Homicídio qualificado. Especial censurabilidade. Perversidade. Vítima agente de força pública. Agravação pelo uso de arma. Concurso efetivo de crimes. Homicídio. Detenção de arma proibida
HOMICÍDIO QUALIFICADO. ESPECIAL CENSURABILDIDADE. PERVERSIDADE. VÍTIMA AGENTE DE FORÇA PÚBLICA. AGRAVAÇÃO PELO USO DE ARMA. CONCURSO EFECTIVO DE CRIMES. HOMICÍDIO. DETENÇÃO DE ARMA PROIBIDA
RECURSO CRIMINAL Nº 5/16.0GACVL.C1
Relator: MARIA JOSÉ NOGUEIRA
Data do Acordão: 22-11-2017
Tribunal: CASTELO BRANCO (JUÍZO CENTRAL CRIMINAL DE CASTELO BRANCO – JUIZ 2)
Legislação: ARTS. 131.º E 132.º, N.ºS 1 E 2, DO CP; ART. 86.º, N.º 3, DA LEI 5/2006, DE 23-02
Sumário:
- Se não oferece dúvida que o artigo 132.º do CP não limita taxativamente os factos que constituem as circunstâncias qualificadoras, também é certo que os padrões de uma acrescida censurabilidade ou perversidade do agente, decorrentes dos exemplos do n.º 2 daquele normativo, constituem elementos da culpa e, como tal, não operam automaticamente.

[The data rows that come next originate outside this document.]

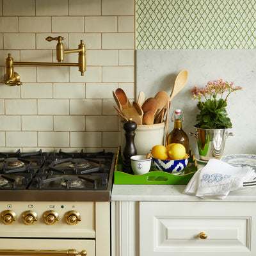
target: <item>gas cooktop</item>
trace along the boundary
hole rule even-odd
[[[105,151],[0,152],[0,200],[109,201],[115,157]]]

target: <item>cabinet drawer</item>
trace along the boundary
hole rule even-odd
[[[141,202],[140,255],[255,255],[254,212],[252,203]]]

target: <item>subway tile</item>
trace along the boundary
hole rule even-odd
[[[5,100],[6,115],[36,115],[36,100],[6,99]]]
[[[6,132],[7,147],[36,147],[36,132]]]
[[[134,16],[119,16],[118,32],[134,32]]]
[[[60,16],[68,13],[68,0],[36,0],[36,16]]]
[[[22,131],[52,131],[52,116],[22,116]]]
[[[101,82],[102,68],[101,67],[86,67],[86,71],[83,76],[78,71],[78,67],[70,67],[70,82]]]
[[[87,131],[118,131],[116,116],[86,116],[86,129]]]
[[[88,50],[86,52],[87,64],[91,66],[116,66],[117,50]]]
[[[102,0],[102,15],[133,15],[134,1]]]
[[[0,131],[20,131],[20,116],[0,116]]]
[[[20,87],[22,99],[52,98],[52,84],[46,83],[26,83]]]
[[[70,115],[101,115],[101,108],[99,99],[70,100]]]
[[[120,66],[134,66],[134,50],[119,50],[118,64]]]
[[[77,49],[80,40],[83,40],[86,49],[97,49],[101,48],[101,34],[97,33],[72,33],[69,36],[69,47]]]
[[[101,147],[102,134],[99,132],[70,132],[70,147]]]
[[[20,17],[19,32],[51,33],[51,17]]]
[[[35,48],[35,35],[33,33],[4,33],[5,49],[32,49]]]
[[[129,99],[134,99],[134,84],[133,83],[119,83],[118,87],[125,92],[125,94]]]
[[[84,32],[83,17],[52,17],[52,20],[54,33]]]
[[[3,12],[4,16],[35,15],[35,0],[3,0]]]
[[[68,115],[69,101],[64,99],[38,99],[38,115]]]
[[[17,17],[0,17],[0,31],[1,33],[19,32]]]
[[[102,100],[102,115],[118,115],[114,106],[118,108],[114,99]]]
[[[100,15],[100,0],[72,0],[68,1],[69,15]]]
[[[134,67],[103,67],[103,82],[134,82]]]
[[[120,145],[120,132],[103,132],[102,147],[118,147]]]
[[[38,147],[69,147],[68,132],[38,132]]]
[[[102,49],[134,49],[133,33],[102,34]]]
[[[54,83],[53,97],[55,99],[84,99],[83,83]]]
[[[117,17],[90,16],[84,17],[86,32],[117,32]]]
[[[0,147],[5,146],[5,132],[0,132]]]
[[[21,50],[20,61],[30,62],[51,62],[51,50]]]
[[[54,131],[84,131],[84,116],[55,116],[53,117]]]
[[[68,82],[68,67],[63,66],[37,67],[38,82]]]
[[[62,43],[64,45],[64,49],[66,50],[68,46],[68,36],[67,33],[61,33],[61,36],[64,37]],[[53,40],[48,42],[45,40],[48,36],[58,37],[60,33],[36,33],[36,49],[53,49],[54,51],[54,58],[56,59],[56,47],[58,42]]]
[[[86,83],[86,99],[113,99],[113,91],[118,88],[117,83]]]

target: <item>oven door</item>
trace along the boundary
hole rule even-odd
[[[0,238],[0,255],[85,256],[85,254],[95,255],[95,240]]]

- Para a verificação da qualificativa prevista na alínea l) do n.º 2 do artigo 132.º do CP, não basta demonstrar única e exclusivamente a qualidade do ofendido, mas será sempre necessário provar a existência de circunstâncias que revelem uma especial censurabilidade ou perversidade. Tal só acontecerá se na perpetração do homicídio estiver uma especial baixeza da motivação ou um sentimento particularmente censurado pela ordem jurídica, ligados à particular qualidade da vítima ou à função que ela desempenhava.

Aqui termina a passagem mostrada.